Newsgroups: comp.text
Path: utzoo!sq!lee
From: lee@sq.sq.com (Liam R. E. Quin)
Subject: Re: OCR as a way to measure printer quality
Message-ID: <1991Mar27.030244.3074@sq.sq.com>
Summary: This is measuring OCR quality, not printer quality!
Keywords: PostScript, OCR, HP
Organization: SoftQuad Inc., Toronto, Canada
References: <1991Mar22.224813.7086@cbnewsl.att.com>
Date: Wed, 27 Mar 91 03:02:44 GMT
Lines: 38

npn@cbnewsl.att.com (nils-peter.nelson) wrote:
> I went through by hand and found:
>	6 errors in 1728 characters on HP
>	10 errors in 1716 characters on Kodak
> (the errors are all in the OCR, *not* in the printer).
>
>As a free plug to HP, [...] the IIISi, at 15ppm for
>under $6,000 and outstanding quality, is absolutely
>worth considering.


Although I don't (yet) have an opinion on the HPIIISi (apart from disliking
the name!), I do wonder whether it is entirely reasonable to equate quality
with OCR recognition.

Typographical features such as the use of ligatures and kerning often make
life harder for an OCR program but easier for the human eye, to give a
simple example.

Since the documents in question were not produced by the same software,
it seems a little unfair to Kodak.  If this metric were universally
established, the best printers would be those that used the OCR fonts that
one sees on cheques, followed closely by monspaced fonts like Courier.
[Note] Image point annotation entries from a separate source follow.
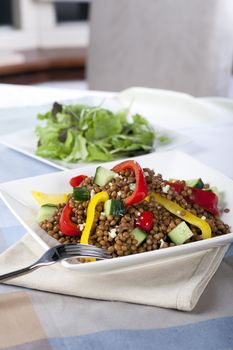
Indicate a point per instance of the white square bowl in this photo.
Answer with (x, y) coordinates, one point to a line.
(17, 195)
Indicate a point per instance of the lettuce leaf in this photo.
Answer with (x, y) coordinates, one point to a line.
(83, 133)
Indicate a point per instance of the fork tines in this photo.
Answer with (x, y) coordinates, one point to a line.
(86, 250)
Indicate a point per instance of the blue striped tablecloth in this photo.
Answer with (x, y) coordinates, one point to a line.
(32, 319)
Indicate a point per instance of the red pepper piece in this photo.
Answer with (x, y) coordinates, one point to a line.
(206, 199)
(67, 226)
(178, 187)
(140, 191)
(145, 220)
(76, 181)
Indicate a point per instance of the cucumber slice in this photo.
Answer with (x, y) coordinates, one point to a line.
(103, 176)
(81, 194)
(139, 235)
(180, 233)
(197, 183)
(45, 212)
(114, 207)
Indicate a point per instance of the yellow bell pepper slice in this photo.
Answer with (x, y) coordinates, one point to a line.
(45, 198)
(96, 199)
(184, 215)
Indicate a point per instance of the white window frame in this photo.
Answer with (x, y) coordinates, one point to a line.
(36, 27)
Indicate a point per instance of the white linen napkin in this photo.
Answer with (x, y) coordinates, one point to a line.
(172, 283)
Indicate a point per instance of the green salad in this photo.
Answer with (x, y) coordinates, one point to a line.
(78, 132)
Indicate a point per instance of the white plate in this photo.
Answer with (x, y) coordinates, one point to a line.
(17, 196)
(167, 111)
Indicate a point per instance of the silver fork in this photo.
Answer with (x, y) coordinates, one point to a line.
(60, 252)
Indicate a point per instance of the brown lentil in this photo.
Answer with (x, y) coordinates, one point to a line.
(122, 243)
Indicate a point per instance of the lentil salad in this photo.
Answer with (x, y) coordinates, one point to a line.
(129, 210)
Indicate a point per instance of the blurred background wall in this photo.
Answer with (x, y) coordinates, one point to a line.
(182, 45)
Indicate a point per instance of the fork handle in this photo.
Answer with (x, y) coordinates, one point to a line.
(21, 272)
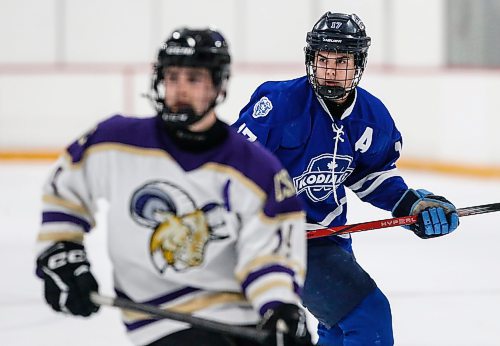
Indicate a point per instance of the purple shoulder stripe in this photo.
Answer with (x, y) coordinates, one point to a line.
(140, 132)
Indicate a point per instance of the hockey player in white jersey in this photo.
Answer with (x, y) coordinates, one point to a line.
(200, 222)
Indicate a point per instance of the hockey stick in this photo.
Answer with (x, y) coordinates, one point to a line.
(197, 322)
(396, 221)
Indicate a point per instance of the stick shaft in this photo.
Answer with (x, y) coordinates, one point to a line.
(201, 323)
(396, 221)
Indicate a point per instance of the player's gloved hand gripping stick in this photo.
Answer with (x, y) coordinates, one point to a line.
(396, 221)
The error rates quoted seem slightly on the high side to me, but I am not
up to date with OCR software, and perhaps the text was in small sizes.

The people for whom this metric _would_ be useful are those who accomplish
file transfer by printing out a document and then scanning it in on another
system... and yes, I have seen this done!    :-(

Lee

-- 
Liam R. E. Quin,  lee@sq.com, SoftQuad Inc., Toronto, +1 (416) 963-8337
``Agree, for Law is costly. -- Very good advice to litigious Persons, founded
  upon Reason and Experience; for many Times the Charges of a Suit exceed the
  Value of the Thing in Dispute.''	Bailey's dictionary, 1636